Georges Corm Une bonne partie de la population constate que le « parti de Dieu » a travaillé en étroite collaboration avec le gouvernement de Hariri père d’abord, fils ensuite. Il est donc associé, dans l’esprit de beaucoup, à ce système de corruption généralisée.

Donald Trump manifeste une indifférence totale à la catastrophe que subit le Liban, comment l’expliquer ?

Georges Corm C’est son style habituel ! Et dans l’opinion publique américaine, le Liban est associé au Hezbollah, perçu comme l’instrument de la politique expansionniste de l’Iran. Notre pays souffre de ce statut « d’État tampon », qui existait déjà du temps de la lutte entre les Empires français et britannique. C’est cette situation qui avait provoqué les premiers massacres dans la montagne entre les communautés druze et maronite, qui vivaient jusque-là dans l’entente la plus parfaite.

Vous avez été ministre des Finances du Liban, quelles solutions préconisez-vous pour sortir du marasme actuel ?

Georges Corm Le président Hariri père avait signé des accords de libre-échange qui ont ravagé l’industrie et l’agriculture libanaise. Ces accords doivent être suspendus jusqu’à ce que l’économie libanaise soit redevenue productive. Il est également nécessaire de rétablir nos relations avec la Syrie parce que toutes nos exportations terrestres doivent traverser ce pays. Les Russes et les Allemands nous ont fait des offres pour construire rapidement des centrales électriques, et ces propositions n’ont pas été considérées sérieusement, ce qui est assez scandaleux. Il y a une dizaine d’années, la Chine avait également proposé de développer cette énorme zone industrielle non exploitée qui se trouve à l’entrée de Tripoli, et le gouvernement libanais n’avait pas donné suite.

Qui peut aujourd’hui venir en aide au Liban ?

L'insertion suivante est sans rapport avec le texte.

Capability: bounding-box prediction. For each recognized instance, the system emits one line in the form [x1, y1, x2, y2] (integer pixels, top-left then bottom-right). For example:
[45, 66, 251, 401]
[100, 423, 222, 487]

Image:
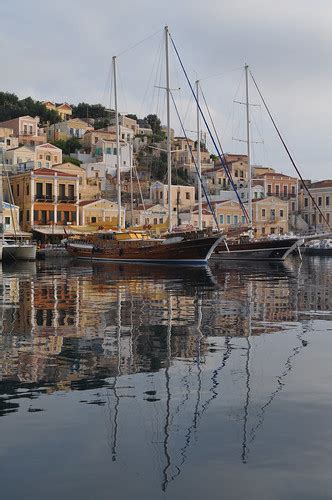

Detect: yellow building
[252, 196, 289, 237]
[43, 101, 73, 120]
[79, 199, 125, 227]
[150, 181, 195, 212]
[35, 142, 62, 168]
[4, 168, 79, 231]
[54, 163, 101, 201]
[215, 200, 247, 230]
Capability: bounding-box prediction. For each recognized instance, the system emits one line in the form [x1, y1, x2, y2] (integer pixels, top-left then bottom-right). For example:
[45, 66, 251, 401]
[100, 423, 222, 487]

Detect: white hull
[2, 244, 37, 260]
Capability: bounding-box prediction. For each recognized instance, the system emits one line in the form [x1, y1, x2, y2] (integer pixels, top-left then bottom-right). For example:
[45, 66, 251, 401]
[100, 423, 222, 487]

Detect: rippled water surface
[0, 258, 332, 500]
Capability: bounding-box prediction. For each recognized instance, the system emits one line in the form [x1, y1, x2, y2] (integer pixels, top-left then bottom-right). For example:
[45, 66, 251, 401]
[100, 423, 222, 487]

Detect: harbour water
[0, 257, 332, 500]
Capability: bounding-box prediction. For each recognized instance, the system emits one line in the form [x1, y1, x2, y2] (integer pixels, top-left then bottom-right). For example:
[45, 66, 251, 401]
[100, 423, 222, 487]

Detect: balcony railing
[35, 194, 55, 203]
[58, 195, 77, 203]
[34, 194, 77, 203]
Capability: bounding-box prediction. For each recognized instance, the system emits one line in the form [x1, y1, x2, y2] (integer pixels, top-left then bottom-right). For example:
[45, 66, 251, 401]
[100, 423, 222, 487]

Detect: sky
[0, 0, 332, 180]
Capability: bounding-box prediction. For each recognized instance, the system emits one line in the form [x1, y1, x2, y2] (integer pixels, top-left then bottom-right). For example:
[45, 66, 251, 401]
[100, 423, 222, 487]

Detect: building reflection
[0, 260, 332, 388]
[0, 259, 332, 491]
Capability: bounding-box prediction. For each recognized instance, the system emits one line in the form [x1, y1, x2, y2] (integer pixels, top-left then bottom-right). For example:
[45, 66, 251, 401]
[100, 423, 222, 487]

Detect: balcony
[35, 194, 55, 203]
[58, 195, 77, 203]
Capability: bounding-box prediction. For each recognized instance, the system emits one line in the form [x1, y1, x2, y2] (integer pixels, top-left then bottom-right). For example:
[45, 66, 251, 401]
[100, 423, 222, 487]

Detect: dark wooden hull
[212, 238, 302, 261]
[67, 236, 221, 265]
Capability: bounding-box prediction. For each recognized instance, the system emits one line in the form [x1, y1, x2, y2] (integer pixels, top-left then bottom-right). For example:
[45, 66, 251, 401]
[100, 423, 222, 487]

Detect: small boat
[212, 237, 303, 261]
[66, 231, 222, 265]
[2, 240, 37, 261]
[302, 239, 332, 257]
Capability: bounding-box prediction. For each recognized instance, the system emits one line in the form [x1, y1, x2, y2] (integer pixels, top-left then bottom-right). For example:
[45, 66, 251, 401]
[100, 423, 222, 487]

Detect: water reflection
[0, 259, 332, 492]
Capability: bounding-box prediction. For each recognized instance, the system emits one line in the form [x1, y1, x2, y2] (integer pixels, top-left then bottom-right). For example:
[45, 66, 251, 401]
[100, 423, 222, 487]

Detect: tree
[144, 115, 161, 135]
[52, 137, 82, 155]
[62, 156, 82, 167]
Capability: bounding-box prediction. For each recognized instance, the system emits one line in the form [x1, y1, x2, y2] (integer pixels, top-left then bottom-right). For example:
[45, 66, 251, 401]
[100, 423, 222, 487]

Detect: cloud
[0, 0, 332, 178]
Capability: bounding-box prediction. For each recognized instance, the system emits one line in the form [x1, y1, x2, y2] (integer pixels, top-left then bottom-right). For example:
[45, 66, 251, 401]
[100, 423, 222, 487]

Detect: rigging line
[249, 70, 331, 229]
[170, 92, 220, 231]
[139, 32, 163, 116]
[199, 67, 243, 82]
[169, 35, 250, 224]
[116, 30, 161, 57]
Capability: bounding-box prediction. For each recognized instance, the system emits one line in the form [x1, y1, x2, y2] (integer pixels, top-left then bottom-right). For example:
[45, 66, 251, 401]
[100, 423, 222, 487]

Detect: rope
[169, 35, 251, 224]
[170, 92, 220, 231]
[117, 30, 161, 57]
[250, 71, 331, 229]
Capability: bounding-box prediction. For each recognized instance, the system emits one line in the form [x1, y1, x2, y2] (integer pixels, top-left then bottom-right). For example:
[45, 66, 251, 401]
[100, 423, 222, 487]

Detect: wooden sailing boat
[67, 26, 222, 265]
[210, 64, 304, 261]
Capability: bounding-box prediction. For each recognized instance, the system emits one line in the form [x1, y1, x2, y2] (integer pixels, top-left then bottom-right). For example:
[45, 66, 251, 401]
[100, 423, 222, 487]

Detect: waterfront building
[0, 127, 18, 150]
[43, 101, 73, 120]
[4, 168, 79, 231]
[35, 142, 62, 168]
[150, 181, 195, 212]
[215, 200, 246, 230]
[253, 196, 289, 237]
[46, 118, 93, 142]
[52, 163, 101, 201]
[127, 203, 167, 226]
[0, 115, 46, 146]
[299, 179, 332, 231]
[79, 198, 125, 227]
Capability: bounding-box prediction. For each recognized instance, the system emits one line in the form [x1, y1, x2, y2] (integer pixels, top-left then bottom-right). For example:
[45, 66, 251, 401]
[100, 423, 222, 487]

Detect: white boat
[2, 240, 37, 260]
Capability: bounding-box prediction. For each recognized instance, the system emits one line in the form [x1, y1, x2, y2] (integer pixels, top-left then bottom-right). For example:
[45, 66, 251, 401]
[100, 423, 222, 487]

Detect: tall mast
[244, 64, 252, 224]
[165, 26, 172, 232]
[129, 138, 134, 226]
[196, 80, 203, 229]
[113, 56, 122, 229]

Georges Corm C’est l’aide de l’Union européenne qui est la plus requise. D’autant que nous avons reçu environ 1,5 million de réfugiés syriens et qu’il y a un veto, dont la responsabilité incombe en grande partie à l’UE, pour les aider à rentrer dans leur pays. Certes, le pays a reçu des subsides, mais ils n’étaient rien par rapport à l’impact de ces réfugiés sur l’économie et les infrastructures libanaises. Toutes les aides sont les bienvenues, y compris celles des pays du Golfe, tant le Liban est aujourd’hui asséché en matière de liquidités. Ceci est dû à la gestion complètement aberrante de la banque centrale libanaise, qui s’est enfermée dans un monde totalement déconnecté de la réalité. Et le maintien du gouverneur de la banque centrale relève clairement d’une volonté américaine. C’est d’ailleurs un problème mondial, y compris dans l’Union européenne : les gouverneurs des banques centrales ne sont redevables de leur gestion à aucun gouvernement.